Before CSI: Making the Case for a Novel Portrayal of Forensic Science

By Vanda Symon, Susan Heydon, Natalie Medlicott, Jules Kieser and Jean S. Fleming.

Published by The International Journal of Science in Society

Format Price
Article: Print $US10.00
Published online: June 24, 2015 $US5.00

Forensic science has been portrayed in television, journalism, and fiction for over a century. Since the launch of the flagship television show “CSI: Crime Scene Investigation” in 2000, much has been made of the so-called “CSI effect”. However, forensic science had been incorporated into many traditional media long before CSI. We used Ngaio Marsh’s 1935 novel, “The Nursing Home Murder,” to illustrate the influence of news media, literature, and drama on the author’s decision to use hyoscine as a poison in the work.
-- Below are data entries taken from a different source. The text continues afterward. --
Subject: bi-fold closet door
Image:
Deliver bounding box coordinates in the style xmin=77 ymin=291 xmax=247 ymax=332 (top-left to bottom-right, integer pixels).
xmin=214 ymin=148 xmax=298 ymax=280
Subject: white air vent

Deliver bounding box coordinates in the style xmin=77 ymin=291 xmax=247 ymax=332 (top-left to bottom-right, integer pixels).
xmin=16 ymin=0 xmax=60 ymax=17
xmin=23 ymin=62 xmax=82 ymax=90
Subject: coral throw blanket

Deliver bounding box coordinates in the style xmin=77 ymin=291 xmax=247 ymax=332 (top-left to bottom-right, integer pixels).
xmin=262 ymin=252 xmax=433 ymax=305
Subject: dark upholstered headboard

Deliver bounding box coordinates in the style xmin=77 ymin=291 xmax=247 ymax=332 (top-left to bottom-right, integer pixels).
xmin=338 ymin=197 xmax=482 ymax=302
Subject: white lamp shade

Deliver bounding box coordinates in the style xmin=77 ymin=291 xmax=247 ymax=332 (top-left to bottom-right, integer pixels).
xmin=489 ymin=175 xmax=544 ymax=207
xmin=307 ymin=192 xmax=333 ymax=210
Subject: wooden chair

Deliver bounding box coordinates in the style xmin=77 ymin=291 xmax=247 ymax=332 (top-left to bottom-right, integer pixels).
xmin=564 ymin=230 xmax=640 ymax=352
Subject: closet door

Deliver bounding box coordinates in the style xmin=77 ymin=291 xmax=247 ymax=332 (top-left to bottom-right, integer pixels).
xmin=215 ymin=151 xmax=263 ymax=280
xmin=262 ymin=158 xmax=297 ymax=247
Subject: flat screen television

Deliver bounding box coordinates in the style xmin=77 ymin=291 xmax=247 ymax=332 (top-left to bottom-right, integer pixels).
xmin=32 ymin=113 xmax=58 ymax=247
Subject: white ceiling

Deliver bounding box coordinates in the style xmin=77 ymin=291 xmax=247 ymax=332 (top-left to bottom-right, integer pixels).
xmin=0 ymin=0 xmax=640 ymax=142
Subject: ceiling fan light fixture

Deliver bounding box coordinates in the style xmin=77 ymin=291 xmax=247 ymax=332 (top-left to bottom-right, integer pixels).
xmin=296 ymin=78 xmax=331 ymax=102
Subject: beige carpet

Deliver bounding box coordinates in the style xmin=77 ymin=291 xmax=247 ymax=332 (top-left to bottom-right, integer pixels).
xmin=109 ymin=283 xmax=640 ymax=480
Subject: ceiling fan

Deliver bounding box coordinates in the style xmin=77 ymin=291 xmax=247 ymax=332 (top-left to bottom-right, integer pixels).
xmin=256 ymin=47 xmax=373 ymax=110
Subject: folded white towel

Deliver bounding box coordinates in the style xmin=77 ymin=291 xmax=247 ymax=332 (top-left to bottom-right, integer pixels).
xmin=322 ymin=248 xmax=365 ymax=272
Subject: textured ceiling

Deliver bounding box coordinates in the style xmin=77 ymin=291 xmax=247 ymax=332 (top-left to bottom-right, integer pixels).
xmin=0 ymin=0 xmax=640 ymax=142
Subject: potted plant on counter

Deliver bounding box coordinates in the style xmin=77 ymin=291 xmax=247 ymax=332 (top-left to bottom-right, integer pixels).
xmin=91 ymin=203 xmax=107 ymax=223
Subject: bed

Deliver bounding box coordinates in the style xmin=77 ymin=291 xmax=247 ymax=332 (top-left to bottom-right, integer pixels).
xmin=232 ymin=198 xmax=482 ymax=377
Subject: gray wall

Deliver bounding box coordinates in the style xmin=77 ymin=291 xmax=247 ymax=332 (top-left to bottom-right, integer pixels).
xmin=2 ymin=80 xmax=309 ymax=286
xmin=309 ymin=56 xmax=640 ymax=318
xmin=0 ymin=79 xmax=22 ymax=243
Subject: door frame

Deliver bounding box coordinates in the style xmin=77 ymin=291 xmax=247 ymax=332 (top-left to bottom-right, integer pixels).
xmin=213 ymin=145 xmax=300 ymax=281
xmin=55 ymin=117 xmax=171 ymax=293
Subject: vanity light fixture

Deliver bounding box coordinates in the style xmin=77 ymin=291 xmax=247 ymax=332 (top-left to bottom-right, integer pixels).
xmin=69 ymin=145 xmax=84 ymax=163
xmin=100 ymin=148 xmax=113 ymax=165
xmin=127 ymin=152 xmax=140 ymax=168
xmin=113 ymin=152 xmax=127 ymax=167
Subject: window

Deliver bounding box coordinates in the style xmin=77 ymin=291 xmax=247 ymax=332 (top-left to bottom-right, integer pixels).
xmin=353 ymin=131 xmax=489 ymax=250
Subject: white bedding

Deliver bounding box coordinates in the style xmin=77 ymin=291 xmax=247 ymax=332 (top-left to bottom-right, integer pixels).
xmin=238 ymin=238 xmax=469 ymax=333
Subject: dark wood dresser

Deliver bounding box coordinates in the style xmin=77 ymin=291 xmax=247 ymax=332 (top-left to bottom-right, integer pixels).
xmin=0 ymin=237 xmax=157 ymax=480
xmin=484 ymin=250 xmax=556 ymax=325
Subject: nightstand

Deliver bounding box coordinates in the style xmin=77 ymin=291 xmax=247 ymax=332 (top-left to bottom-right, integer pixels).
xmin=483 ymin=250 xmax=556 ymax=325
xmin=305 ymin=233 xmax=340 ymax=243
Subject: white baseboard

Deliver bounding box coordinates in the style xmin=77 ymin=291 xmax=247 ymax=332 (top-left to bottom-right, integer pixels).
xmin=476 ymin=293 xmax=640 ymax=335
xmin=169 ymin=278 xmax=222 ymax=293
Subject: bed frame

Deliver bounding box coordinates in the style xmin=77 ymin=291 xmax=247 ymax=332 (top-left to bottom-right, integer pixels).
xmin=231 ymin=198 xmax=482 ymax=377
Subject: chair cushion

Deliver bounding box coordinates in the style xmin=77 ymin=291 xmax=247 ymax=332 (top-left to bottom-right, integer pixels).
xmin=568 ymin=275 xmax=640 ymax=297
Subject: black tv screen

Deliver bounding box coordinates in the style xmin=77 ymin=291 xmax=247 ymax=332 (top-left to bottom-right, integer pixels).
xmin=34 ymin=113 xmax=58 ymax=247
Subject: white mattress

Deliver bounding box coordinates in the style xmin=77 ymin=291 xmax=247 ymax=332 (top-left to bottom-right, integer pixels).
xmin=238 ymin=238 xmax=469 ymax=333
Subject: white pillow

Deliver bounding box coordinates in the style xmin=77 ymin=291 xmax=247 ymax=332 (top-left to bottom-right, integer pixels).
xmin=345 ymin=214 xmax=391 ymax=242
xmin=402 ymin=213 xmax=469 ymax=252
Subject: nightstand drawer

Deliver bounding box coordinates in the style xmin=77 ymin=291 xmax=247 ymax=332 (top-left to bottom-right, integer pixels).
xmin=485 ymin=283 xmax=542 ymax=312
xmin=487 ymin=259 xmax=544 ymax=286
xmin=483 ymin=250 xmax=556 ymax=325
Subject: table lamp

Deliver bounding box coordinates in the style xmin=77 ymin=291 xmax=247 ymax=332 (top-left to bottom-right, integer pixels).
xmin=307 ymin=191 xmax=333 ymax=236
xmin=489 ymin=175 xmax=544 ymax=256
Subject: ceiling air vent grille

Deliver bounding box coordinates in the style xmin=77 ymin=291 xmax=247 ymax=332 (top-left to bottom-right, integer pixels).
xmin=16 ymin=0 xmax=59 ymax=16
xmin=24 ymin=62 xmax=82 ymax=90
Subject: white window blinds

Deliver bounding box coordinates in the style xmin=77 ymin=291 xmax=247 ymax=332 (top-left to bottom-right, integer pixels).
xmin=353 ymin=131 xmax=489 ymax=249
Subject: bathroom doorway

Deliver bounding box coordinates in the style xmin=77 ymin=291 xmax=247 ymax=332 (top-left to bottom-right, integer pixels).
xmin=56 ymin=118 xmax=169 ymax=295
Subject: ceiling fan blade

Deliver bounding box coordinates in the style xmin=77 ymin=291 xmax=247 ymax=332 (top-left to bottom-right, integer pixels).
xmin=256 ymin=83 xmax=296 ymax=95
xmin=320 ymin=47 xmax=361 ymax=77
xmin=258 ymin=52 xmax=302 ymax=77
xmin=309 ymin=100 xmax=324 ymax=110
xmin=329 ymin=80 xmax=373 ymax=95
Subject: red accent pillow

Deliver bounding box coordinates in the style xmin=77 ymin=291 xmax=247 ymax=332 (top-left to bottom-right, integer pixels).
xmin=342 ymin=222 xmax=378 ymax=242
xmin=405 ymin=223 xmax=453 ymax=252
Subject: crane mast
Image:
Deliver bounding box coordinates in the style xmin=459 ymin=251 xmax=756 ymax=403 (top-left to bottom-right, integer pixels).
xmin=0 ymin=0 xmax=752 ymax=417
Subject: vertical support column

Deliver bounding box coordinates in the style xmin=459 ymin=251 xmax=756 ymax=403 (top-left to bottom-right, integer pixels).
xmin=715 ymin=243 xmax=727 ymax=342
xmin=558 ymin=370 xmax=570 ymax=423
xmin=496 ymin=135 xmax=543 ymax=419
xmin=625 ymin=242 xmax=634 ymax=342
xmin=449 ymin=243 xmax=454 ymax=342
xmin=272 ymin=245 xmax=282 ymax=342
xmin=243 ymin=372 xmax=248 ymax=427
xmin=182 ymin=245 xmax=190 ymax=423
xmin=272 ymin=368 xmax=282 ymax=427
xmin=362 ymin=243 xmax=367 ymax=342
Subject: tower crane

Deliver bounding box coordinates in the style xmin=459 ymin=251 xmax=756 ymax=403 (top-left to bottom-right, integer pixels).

We examine the accurate portrayal of science in written crime fiction and its dissemination to the reader. The possible use of that information in copycat crime is also discussed. Content analysis demonstrates the possible influences of written media and personal connections on Marsh when choosing hyoscine as her murder weapon, and suggests she was aware of the potential for a criminal to get "the big idea" from her work.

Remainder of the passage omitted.